Member of the North Dakota Senate from the 26th district
- In office December 1, 2020 – December 1, 2022
- Preceded by: Jim Dotzenrod
- Succeeded by: Dale Patten

Personal details
- Born: Wyndmere, North Dakota, U.S.
- Party: Republican
- Relations: Heidi Heitkamp (cousin) Joel Heitkamp (cousin)
- Education: North Dakota State University (BS, MA)

= Jason Heitkamp =

American politician

Jason Heitkamp is an American politician who served as a member of the North Dakota Senate from the 26th district.

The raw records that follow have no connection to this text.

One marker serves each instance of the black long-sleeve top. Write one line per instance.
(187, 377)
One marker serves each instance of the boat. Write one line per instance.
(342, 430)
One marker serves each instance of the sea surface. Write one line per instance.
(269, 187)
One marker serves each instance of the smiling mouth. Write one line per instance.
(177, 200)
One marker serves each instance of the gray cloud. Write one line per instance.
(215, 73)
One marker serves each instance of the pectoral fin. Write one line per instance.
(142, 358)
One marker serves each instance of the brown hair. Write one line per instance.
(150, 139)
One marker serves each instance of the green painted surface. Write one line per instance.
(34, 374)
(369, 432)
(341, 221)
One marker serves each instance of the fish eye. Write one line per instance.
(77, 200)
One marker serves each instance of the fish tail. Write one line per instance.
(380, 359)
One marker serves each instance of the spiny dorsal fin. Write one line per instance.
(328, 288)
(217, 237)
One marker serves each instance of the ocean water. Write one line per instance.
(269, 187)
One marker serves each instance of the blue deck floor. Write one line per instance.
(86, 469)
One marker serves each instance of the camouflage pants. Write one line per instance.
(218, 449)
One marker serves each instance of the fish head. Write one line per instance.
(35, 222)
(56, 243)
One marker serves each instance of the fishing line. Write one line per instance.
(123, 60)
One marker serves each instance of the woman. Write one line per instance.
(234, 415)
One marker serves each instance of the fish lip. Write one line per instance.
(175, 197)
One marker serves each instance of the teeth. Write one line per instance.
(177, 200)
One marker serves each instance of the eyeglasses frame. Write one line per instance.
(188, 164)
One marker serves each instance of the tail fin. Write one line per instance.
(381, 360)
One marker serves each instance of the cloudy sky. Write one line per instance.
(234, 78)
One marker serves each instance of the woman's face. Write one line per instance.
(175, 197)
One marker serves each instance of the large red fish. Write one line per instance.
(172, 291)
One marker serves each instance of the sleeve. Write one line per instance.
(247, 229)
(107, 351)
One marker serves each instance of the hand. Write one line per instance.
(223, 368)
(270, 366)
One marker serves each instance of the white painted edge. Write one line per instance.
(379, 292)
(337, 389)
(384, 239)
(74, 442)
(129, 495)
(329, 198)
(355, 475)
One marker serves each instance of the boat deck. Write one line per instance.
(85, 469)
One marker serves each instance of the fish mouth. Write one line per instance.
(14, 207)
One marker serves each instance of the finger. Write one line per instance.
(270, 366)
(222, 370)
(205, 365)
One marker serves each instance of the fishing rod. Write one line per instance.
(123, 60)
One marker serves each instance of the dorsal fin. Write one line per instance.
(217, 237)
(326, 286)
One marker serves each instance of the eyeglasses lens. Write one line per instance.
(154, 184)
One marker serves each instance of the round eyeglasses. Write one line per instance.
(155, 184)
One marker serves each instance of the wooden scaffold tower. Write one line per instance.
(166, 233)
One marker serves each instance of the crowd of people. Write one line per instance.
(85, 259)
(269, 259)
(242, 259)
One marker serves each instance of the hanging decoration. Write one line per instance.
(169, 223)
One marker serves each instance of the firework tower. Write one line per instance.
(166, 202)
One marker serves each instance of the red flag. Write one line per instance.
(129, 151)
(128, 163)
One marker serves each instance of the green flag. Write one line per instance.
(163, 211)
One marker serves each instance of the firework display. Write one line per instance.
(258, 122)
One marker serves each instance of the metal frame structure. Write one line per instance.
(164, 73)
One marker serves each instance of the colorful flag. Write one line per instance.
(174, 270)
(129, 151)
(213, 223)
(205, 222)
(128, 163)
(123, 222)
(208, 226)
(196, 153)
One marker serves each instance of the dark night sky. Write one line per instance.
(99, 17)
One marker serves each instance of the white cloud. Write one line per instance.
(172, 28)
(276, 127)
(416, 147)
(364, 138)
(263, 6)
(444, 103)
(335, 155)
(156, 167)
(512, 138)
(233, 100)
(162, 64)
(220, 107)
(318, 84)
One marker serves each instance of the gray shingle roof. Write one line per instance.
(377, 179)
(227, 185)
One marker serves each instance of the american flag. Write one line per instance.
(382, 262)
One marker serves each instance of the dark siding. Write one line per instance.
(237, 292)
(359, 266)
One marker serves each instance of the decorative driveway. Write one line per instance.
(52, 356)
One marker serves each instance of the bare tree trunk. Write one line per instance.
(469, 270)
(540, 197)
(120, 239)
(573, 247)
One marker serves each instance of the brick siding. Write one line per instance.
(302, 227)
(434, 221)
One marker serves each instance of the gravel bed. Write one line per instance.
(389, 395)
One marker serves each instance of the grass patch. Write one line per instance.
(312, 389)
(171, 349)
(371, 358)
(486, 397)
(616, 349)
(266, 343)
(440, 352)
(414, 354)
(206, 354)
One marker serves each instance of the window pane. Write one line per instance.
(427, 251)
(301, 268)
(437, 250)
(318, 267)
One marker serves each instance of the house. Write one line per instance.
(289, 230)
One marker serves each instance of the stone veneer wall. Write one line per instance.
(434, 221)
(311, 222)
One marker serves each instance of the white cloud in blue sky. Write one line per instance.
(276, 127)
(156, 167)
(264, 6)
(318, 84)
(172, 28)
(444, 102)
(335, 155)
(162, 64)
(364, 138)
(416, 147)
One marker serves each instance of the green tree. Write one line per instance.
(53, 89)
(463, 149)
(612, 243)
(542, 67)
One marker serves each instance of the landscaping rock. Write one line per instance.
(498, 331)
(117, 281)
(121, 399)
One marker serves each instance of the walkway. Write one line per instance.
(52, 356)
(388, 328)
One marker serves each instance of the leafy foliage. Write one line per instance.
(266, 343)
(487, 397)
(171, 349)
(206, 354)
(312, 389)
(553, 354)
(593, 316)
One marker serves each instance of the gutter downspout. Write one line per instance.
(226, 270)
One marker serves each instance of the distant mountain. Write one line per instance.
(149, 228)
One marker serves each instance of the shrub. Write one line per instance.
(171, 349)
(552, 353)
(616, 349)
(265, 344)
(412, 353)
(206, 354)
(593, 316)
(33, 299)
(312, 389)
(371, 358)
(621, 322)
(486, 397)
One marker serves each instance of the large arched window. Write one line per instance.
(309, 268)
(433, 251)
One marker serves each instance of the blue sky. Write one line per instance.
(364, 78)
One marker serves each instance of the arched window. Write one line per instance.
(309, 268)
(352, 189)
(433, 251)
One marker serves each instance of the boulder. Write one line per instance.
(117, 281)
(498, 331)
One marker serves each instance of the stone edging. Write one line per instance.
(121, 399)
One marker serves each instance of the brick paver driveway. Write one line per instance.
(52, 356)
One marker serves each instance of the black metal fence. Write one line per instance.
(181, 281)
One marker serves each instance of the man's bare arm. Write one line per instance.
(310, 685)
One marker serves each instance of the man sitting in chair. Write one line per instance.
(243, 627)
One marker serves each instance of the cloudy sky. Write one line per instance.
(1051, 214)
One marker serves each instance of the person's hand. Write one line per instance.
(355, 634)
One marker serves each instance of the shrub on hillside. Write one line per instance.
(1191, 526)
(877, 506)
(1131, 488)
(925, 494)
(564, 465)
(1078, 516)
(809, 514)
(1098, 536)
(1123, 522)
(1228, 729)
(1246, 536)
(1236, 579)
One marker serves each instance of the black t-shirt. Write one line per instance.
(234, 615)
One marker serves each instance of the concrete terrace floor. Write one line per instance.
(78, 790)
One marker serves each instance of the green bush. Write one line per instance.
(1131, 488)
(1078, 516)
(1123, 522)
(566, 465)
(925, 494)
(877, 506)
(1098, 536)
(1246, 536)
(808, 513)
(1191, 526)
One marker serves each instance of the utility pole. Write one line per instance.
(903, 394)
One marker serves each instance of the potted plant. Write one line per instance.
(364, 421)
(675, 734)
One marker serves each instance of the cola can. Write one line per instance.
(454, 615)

== Early life and education ==
Heitkamp was born in Wyndmere, North Dakota. He earned a Bachelor of Science degree in agricultural economics and a Master of Arts in agricultural economics and business from North Dakota State University.

== Career ==
Heitkamp worked as a truck driver. He also founded Phoenix Financial, an insurance and financial services company. He was a member of the Richland County Park Board, Bottineau City Council, Prairie Rose City Council, and Richland County, North Dakota Commission. Heitkamp was elected to the North Dakota Senate in November 2020 and assumed office on December 1, 2020.

== Personal life ==
Heitkamp is a cousin of former U.S. Senator Heidi Heitkamp and former State Senator Joel Heitkamp.